Nova Scotia NDP makes campaign-style housing promises
Nova Scotia NDP Leader Claudia Chender roused a couple hundred supporters in a hotel ballroom in Halifax Saturday with a speech that proclaimed her party to be “on the rise” as it prepares for the next general election.
At a party policy convention, Chender said housing is the issue she hears about most on the doorstep. She laid out what she described as the “backbone” of the NDP’s plan for addressing the housing crisis.
The plan included an item the NDP has long called for — rent control.
Nova Scotia has a temporary cap of five per cent on annual rental increases that will last until the end of next year. The NDP has said it wants permanent rent control tied to the consumer price index.
Chender pitched three other housing solutions:
- Help non-profits and housing co-operatives to build prefabricated and modular housing.
- Change the provincial down payment assistance program by doubling the amount from five to 10 per cent of the purchase price, up to $50,000, and extending the repayment period from 10 to 25 years.
- Create a renters’ tax credit for low-income and middle-income households.
Following her speech, Chender told reporters that housing will be a major plank in the NDP platform for the next election, which has to happen no later than July 15, 2025.
Housing was an important part of the NDP platform in 2021, too, but the party came out of that election with just six seats, remaining in third place behind the Tories and Liberals.

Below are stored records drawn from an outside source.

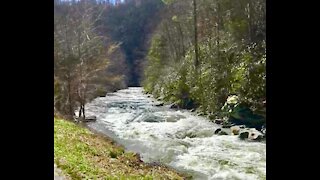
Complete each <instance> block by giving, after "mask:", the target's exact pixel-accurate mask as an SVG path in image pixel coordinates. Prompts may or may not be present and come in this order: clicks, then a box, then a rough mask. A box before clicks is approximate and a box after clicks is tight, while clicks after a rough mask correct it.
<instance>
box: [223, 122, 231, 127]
mask: <svg viewBox="0 0 320 180" xmlns="http://www.w3.org/2000/svg"><path fill="white" fill-rule="evenodd" d="M232 126H233V124H230V123H224V124H223V125H222V128H231V127H232Z"/></svg>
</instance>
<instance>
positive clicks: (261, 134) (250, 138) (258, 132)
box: [248, 130, 263, 141]
mask: <svg viewBox="0 0 320 180" xmlns="http://www.w3.org/2000/svg"><path fill="white" fill-rule="evenodd" d="M248 139H250V140H253V141H260V140H262V139H263V134H261V133H260V132H259V131H257V130H252V131H251V132H250V134H249V137H248Z"/></svg>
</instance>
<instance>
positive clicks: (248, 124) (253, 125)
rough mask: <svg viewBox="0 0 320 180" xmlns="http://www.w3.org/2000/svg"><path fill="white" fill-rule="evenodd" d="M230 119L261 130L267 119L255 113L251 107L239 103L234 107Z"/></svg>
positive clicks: (239, 122)
mask: <svg viewBox="0 0 320 180" xmlns="http://www.w3.org/2000/svg"><path fill="white" fill-rule="evenodd" d="M228 121H229V122H231V123H234V124H236V125H246V126H247V127H250V128H256V129H258V130H260V129H261V127H262V125H263V124H265V122H266V119H265V118H264V116H262V115H258V114H255V113H254V112H253V111H252V110H251V109H250V108H249V107H246V106H242V105H239V106H237V107H235V108H234V109H233V111H232V113H231V114H230V117H229V119H228Z"/></svg>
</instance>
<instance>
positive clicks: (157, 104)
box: [155, 103, 163, 106]
mask: <svg viewBox="0 0 320 180" xmlns="http://www.w3.org/2000/svg"><path fill="white" fill-rule="evenodd" d="M155 106H163V103H159V104H156V105H155Z"/></svg>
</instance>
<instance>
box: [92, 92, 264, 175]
mask: <svg viewBox="0 0 320 180" xmlns="http://www.w3.org/2000/svg"><path fill="white" fill-rule="evenodd" d="M157 103H159V102H157V101H156V100H155V99H154V98H151V97H148V96H147V95H146V94H144V93H143V89H142V88H140V87H131V88H129V89H124V90H120V91H117V92H115V93H109V94H107V96H106V97H99V98H96V99H95V100H93V101H92V102H90V103H88V104H87V105H86V115H87V116H90V115H95V116H96V117H97V121H96V122H90V123H88V126H89V127H90V128H93V129H94V130H96V131H99V132H101V133H104V134H106V135H108V136H109V137H111V138H113V139H114V140H115V141H117V142H118V143H119V144H122V145H123V146H124V147H125V148H126V149H127V150H130V151H134V152H137V153H139V154H140V156H141V159H142V160H143V161H144V162H148V163H152V162H157V163H162V164H165V165H167V166H169V167H172V168H174V169H176V170H178V171H180V172H185V173H188V174H191V175H192V177H193V179H196V180H198V179H201V180H206V179H208V180H209V179H210V180H233V179H241V180H258V179H259V180H260V179H266V144H265V143H263V142H247V141H241V140H240V139H238V137H237V136H232V135H224V136H223V135H222V136H219V135H215V134H214V131H215V130H216V129H217V128H218V127H220V126H219V125H217V124H214V123H211V122H209V121H208V119H206V118H204V117H199V116H196V115H195V114H194V113H191V112H189V111H187V110H173V109H170V108H169V107H168V106H156V104H157Z"/></svg>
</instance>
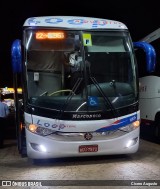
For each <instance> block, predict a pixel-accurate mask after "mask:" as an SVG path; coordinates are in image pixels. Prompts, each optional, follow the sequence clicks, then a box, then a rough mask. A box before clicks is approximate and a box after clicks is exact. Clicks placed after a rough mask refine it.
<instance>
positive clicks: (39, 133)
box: [26, 123, 54, 136]
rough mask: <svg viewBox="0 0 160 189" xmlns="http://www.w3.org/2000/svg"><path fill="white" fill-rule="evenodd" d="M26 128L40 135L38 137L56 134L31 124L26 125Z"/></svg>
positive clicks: (47, 130)
mask: <svg viewBox="0 0 160 189" xmlns="http://www.w3.org/2000/svg"><path fill="white" fill-rule="evenodd" d="M26 128H27V129H28V130H29V131H30V132H32V133H35V134H38V135H42V136H46V135H50V134H52V133H53V132H54V131H53V130H51V129H48V128H44V127H40V126H37V125H35V124H29V123H27V124H26Z"/></svg>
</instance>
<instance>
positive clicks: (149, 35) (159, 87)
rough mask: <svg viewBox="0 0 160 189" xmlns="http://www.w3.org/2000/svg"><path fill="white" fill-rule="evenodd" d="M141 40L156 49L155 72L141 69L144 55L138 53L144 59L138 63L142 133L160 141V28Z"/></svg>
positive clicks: (152, 139)
mask: <svg viewBox="0 0 160 189" xmlns="http://www.w3.org/2000/svg"><path fill="white" fill-rule="evenodd" d="M141 41H144V42H147V43H149V44H151V45H152V46H153V47H154V49H155V51H156V66H155V70H154V72H151V73H149V72H147V71H146V70H145V69H141V68H142V66H144V64H145V63H143V64H142V62H144V59H145V58H144V57H143V56H142V54H141V55H140V54H139V53H140V52H139V53H137V54H136V55H137V57H139V60H140V59H141V60H142V61H141V62H140V63H138V67H139V81H140V111H141V130H142V132H141V134H142V137H143V138H146V139H149V140H152V141H155V142H160V53H159V47H160V28H158V29H157V30H155V31H153V32H152V33H150V34H148V35H147V36H146V37H144V38H143V39H141Z"/></svg>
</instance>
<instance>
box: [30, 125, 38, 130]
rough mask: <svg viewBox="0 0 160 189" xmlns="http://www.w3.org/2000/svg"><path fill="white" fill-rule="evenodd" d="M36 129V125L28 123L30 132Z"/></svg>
mask: <svg viewBox="0 0 160 189" xmlns="http://www.w3.org/2000/svg"><path fill="white" fill-rule="evenodd" d="M36 129H37V126H36V125H34V124H30V125H29V130H30V131H31V132H35V131H36Z"/></svg>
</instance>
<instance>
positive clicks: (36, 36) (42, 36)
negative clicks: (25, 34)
mask: <svg viewBox="0 0 160 189" xmlns="http://www.w3.org/2000/svg"><path fill="white" fill-rule="evenodd" d="M36 39H40V40H41V39H64V33H63V32H45V31H42V32H37V33H36Z"/></svg>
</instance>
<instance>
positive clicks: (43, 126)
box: [36, 120, 66, 130]
mask: <svg viewBox="0 0 160 189" xmlns="http://www.w3.org/2000/svg"><path fill="white" fill-rule="evenodd" d="M36 124H37V125H38V126H41V127H47V128H48V127H49V128H54V129H56V128H57V129H58V130H61V129H64V128H65V127H66V126H65V125H64V124H55V123H48V122H42V121H41V120H38V121H37V123H36Z"/></svg>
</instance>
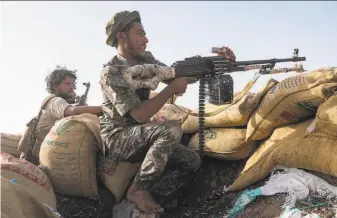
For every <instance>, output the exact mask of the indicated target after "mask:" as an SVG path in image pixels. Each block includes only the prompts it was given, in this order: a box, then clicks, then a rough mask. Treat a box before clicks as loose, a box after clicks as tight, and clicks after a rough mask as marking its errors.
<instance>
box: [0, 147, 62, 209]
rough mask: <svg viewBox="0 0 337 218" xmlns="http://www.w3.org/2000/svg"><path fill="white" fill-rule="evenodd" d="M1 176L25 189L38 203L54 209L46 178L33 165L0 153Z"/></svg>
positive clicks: (1, 152)
mask: <svg viewBox="0 0 337 218" xmlns="http://www.w3.org/2000/svg"><path fill="white" fill-rule="evenodd" d="M0 163H1V176H2V177H4V178H6V179H9V180H12V179H15V180H16V183H17V184H19V185H22V186H23V187H26V188H27V189H28V190H29V191H30V192H31V193H32V195H34V196H35V197H36V198H37V199H38V200H39V201H40V202H42V203H44V204H48V205H49V206H51V207H52V208H54V209H56V197H55V194H54V190H53V187H52V185H51V182H50V180H49V178H48V176H47V175H46V174H45V173H44V172H43V171H42V170H41V169H40V168H39V167H37V166H35V165H34V164H32V163H30V162H28V161H26V160H22V159H19V158H16V157H14V156H12V155H10V154H7V153H5V152H1V162H0Z"/></svg>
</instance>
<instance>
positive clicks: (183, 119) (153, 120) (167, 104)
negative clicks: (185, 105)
mask: <svg viewBox="0 0 337 218" xmlns="http://www.w3.org/2000/svg"><path fill="white" fill-rule="evenodd" d="M190 112H191V110H190V109H188V108H186V107H183V106H180V105H174V104H165V105H164V106H163V107H162V108H161V109H160V110H159V111H158V112H157V113H156V114H155V115H154V116H152V117H151V118H150V121H151V122H154V121H156V122H158V121H164V120H176V121H178V122H179V123H180V124H183V123H184V122H185V120H186V118H187V116H188V113H190Z"/></svg>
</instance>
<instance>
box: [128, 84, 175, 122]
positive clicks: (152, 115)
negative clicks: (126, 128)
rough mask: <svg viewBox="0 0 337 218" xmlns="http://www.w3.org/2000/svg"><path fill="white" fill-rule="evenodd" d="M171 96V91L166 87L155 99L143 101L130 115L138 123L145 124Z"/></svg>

Chender said the political climate has since changed.
“This is a moment when no one disagrees that we are in a housing crisis, but we have a government that’s dragging its heels in actually addressing it with the urgency it requires,” she said.
The PC government has committed to building about 200 additional public housing units. In a housing strategy released last fall, it said it would help, through investment and policy, to build 40,000 new housing units by 2028.
Chender wouldn’t say how many units an NDP government would build because she said the needs of the province are changing.
“What we’ve laid forth today, which obviously is going to continue to need more work and research, is that we are dedicated to meeting the need,” she said.
Ready for a general election
Even though the next election could be more than a year away, Chender said her party is gearing up for an election to be called sooner.
Since losing government more than 10 years ago, the Nova Scotia NDP has struggled to rebuild support, especially outside Halifax.
Chender said the party’s support is growing. She said that’s been evident to her in Pictou West, where she’s been campaigning recently for her party’s candidate in a byelection.
“We have an incredible candidate, we have a great ground game, we’re really excited,” she said.